A coterie of prominent Labor-linked arts identities has proposed a 1% tax on James Packer’s revenue from a second Sydney Casino.
An influential ginger group of rank-and-file ALP members are demanding a 1% “Packer tax” on revenue from Crown’s proposed $1 billion Barangaroo gambling den be siphoned to the arts to better align a second casino licence with Labor values.
This week, NSW MPs from both sides of the chamber lined up to back a second licence for Sydney in 2019, effectively green-lighting James Packer’s plans for a 170-metre high waterside whale sanctuary aimed at Asian high rollers.
The Sydney Arts Alliance, convened by leading Labor left figure and Lord Mayor preselection heavy-hitter Damian Spruce — and including Evan Hughes, the son of famous artist and gallery owner Ray Hughes — is fighting back, dispatching emails to shadow arts minister Nathan Rees, Paul Keating (who reckons Packer’s “dancing diva” should be higher) and Liberal gaming minister George Souris to secure a multi-million dollar chop out.
In a proposal letter sent to Rees and Keating and obtained by Crikey, the SAA says 1% of revenue from the new casino should be paid into an “Arts Acquisition and Grants Fund” to purchase art for leading institutions, and provide grants for local creatives. A board of trustees comprising representatives from the Museum of Contemporary Art and the Art Gallery of NSW would administer the fund. Packer was holding court at the MCA last night to explain how the high-roller haven would be “something special” for Sydney.
At present, there is no guarantee how much largesse Crown would end up returning to state coffers. Current licence holder Echo Entertainment paid $100 million for the right to its monopoly licence but Barry O’Farrell hinted yesterday that because the VIP vice hub wasn’t a proper casino it could well be waved through gratis.
Labor’s shadow cabinet, led by Labor Left planning spokesman Luke Foley, ended up independently supporting plans for a second Sydney licence, despite Labor Right glimmer twins Karl Bitar and Mark Arbib’s ineffective attempts to agitate for their lap-banded boss behind the scenes. Foley told Crikey this morning that he was “aware of the proposal and it’s certainly worth serious consideration as Labor develops policy for the 2015 election”.
Crown says the new casino could inject $400 million into the state economy, although it is unclear how the benefits of the bonanza would actually be divvied up. O’Farrell said yesterday the Asian gambling-tourism trade is worth $1 billion.

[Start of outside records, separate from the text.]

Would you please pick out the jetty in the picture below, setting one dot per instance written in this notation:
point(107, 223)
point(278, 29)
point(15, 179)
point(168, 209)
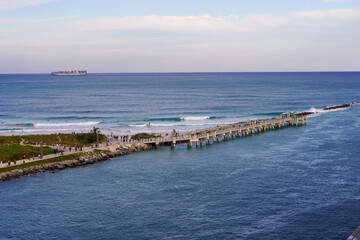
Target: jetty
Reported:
point(215, 134)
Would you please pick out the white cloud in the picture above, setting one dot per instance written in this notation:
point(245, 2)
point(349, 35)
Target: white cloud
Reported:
point(310, 40)
point(336, 0)
point(6, 5)
point(203, 23)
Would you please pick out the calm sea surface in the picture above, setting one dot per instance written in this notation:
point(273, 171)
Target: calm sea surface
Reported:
point(294, 183)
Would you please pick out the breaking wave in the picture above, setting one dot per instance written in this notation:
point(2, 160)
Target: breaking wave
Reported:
point(66, 124)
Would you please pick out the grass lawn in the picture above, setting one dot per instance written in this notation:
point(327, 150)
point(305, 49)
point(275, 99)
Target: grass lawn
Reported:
point(75, 140)
point(17, 152)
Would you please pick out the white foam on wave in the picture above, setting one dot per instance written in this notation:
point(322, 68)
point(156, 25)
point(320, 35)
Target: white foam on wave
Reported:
point(195, 118)
point(66, 124)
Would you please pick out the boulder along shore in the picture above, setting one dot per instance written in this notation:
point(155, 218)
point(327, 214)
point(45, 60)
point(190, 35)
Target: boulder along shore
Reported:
point(81, 161)
point(91, 157)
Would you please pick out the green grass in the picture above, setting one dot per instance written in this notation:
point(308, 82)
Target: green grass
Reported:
point(76, 140)
point(37, 163)
point(17, 152)
point(8, 140)
point(101, 151)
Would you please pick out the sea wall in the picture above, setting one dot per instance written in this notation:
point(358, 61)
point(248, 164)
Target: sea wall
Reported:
point(84, 160)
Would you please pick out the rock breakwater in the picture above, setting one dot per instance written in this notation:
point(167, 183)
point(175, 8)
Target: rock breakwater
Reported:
point(81, 161)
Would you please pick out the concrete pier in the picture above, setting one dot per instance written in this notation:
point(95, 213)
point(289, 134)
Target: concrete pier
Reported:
point(229, 132)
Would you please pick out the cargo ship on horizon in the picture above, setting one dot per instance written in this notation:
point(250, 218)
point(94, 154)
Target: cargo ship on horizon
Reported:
point(69, 73)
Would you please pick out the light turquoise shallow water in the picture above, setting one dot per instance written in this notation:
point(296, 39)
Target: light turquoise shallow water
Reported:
point(293, 183)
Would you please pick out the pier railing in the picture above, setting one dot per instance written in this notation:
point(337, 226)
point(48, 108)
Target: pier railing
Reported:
point(228, 131)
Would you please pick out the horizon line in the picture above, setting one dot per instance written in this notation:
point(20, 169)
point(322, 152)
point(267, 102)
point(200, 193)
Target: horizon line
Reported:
point(320, 71)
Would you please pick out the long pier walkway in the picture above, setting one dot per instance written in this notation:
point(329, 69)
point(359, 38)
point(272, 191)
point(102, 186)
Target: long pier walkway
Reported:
point(240, 129)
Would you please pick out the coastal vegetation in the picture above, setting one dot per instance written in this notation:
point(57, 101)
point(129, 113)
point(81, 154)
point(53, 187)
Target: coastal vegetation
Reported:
point(17, 152)
point(14, 148)
point(144, 135)
point(74, 139)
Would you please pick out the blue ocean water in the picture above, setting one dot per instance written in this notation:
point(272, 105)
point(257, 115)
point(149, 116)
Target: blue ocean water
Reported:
point(294, 183)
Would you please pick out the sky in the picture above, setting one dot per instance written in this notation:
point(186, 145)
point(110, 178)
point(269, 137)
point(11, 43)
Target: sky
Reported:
point(124, 36)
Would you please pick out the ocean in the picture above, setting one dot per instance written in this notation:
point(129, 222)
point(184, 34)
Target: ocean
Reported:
point(294, 183)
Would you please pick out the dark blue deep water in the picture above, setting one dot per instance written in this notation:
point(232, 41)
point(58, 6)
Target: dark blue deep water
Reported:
point(294, 183)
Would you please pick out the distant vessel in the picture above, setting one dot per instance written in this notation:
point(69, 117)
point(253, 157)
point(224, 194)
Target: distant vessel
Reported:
point(69, 73)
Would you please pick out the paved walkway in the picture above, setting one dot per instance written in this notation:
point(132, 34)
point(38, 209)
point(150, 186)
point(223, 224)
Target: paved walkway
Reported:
point(112, 146)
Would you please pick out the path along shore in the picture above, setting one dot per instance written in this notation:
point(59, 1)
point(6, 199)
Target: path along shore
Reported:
point(123, 145)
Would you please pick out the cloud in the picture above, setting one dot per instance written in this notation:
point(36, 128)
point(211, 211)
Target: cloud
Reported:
point(203, 23)
point(306, 40)
point(6, 5)
point(336, 0)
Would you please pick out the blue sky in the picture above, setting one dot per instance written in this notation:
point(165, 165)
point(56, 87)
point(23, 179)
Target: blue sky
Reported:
point(179, 36)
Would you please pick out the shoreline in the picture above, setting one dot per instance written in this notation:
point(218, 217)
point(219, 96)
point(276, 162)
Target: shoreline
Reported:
point(117, 148)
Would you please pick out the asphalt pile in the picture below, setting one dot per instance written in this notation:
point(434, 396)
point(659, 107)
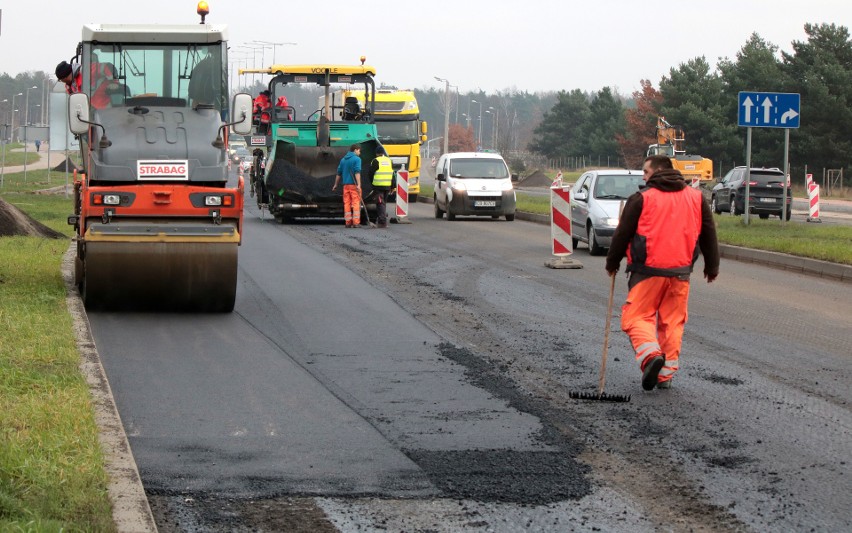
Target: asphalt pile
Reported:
point(13, 222)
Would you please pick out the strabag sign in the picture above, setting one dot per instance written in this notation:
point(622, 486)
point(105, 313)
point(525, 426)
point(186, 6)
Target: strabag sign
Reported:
point(173, 169)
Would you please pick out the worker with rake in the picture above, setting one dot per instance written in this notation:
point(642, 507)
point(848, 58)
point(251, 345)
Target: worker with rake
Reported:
point(660, 232)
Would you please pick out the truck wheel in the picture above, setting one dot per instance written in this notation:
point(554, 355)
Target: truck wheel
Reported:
point(594, 247)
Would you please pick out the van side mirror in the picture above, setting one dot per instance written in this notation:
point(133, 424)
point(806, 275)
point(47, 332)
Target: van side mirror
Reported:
point(241, 113)
point(78, 113)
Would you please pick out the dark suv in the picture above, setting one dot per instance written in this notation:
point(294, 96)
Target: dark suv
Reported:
point(766, 189)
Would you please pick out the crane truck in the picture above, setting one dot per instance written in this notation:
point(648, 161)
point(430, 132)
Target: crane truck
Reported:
point(400, 130)
point(157, 224)
point(298, 158)
point(696, 170)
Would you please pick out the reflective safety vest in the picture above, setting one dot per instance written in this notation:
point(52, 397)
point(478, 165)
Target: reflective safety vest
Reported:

In its letter, the SAA notes that Sydney sole licence holder Echo Entertainment’s $1.6 billion revenue last financial year would translate into $16 million for the fund — a small hit to the group’s bottom line but a substantial sum in the arts world.
The idea has been on the table for six months and has sought input from a number of high-level Harbour City arts figures. In a 10 point internal memo sent this week to senior Labor figures, Hughes argues that the Art Gallery of NSW is falling behind other institutions like Queensland’s GOMA, Victoria’s NGV, the NGA and David Walsh’s MONA due to a lack of government support. O’Farrell has made it clear that state revenue will not be used for AGNSW acquisitions.
Hughes says the 1% Packer levy would also let Labor counter the progressive drift to the Greens and Clover Moore: “The Arts industry has always traditionally been loyal to Labor, the artists have always been traditionally loyal to Labor and it is time for the party to make a move which could be extremely positive PR as well as a highly meaningful amount of money to bolster the arts economy in NSW which is failing.”
The plan draws inspiration from the United Kingdom where 28% of lottery revenue goes to “good causes” with an additional 12% going to consolidated revenue — around 850 million pounds is slated to be invested between 2011 and 2015. In Chicago, the Percent-for-Art Ordinance mandates that 1.33% of the construction or renovation cost of public buildings be set aside for original artwork.
ALP Surry Hills branch president and SAA member Blake Briggs told Crikey the proposal would support Packer’s claims to be a staunch defender of Australia’s culture:
“James Packer has spent big on TV ads promoting Crown Casino as contributing to Australia’s culture. Here is his chance to show that he is genuine. The arts in Sydney has great potential, but is underfunded due to government budget pressures. This is an innovative solution to that problem that the government can get behind. The amount of money we are talking about is small feed for the casino industry, but it would re-energise arts in NSW,” Briggs said.
Despite its lack of numbers in the Legislative Assembly, the decision by NSW Labor to support the Packer plan adds to its momentum and appears to guarantee any related bill safe passage if it were to come before the upper house.
Interestingly, Foley, a former ALP assistant general secretary, was keen to de-emphasise the role played by Arbib and Bitar, saying that the NSW opposition was mature enough to liaise directly with Packer. During their time as ALP general secretaries, the duo were notorious for denying Foley basic resources, at one point banning access to the party’s membership database.
Crown’s Bitar did not respond to Crikey’s request to comment on the matter this morning.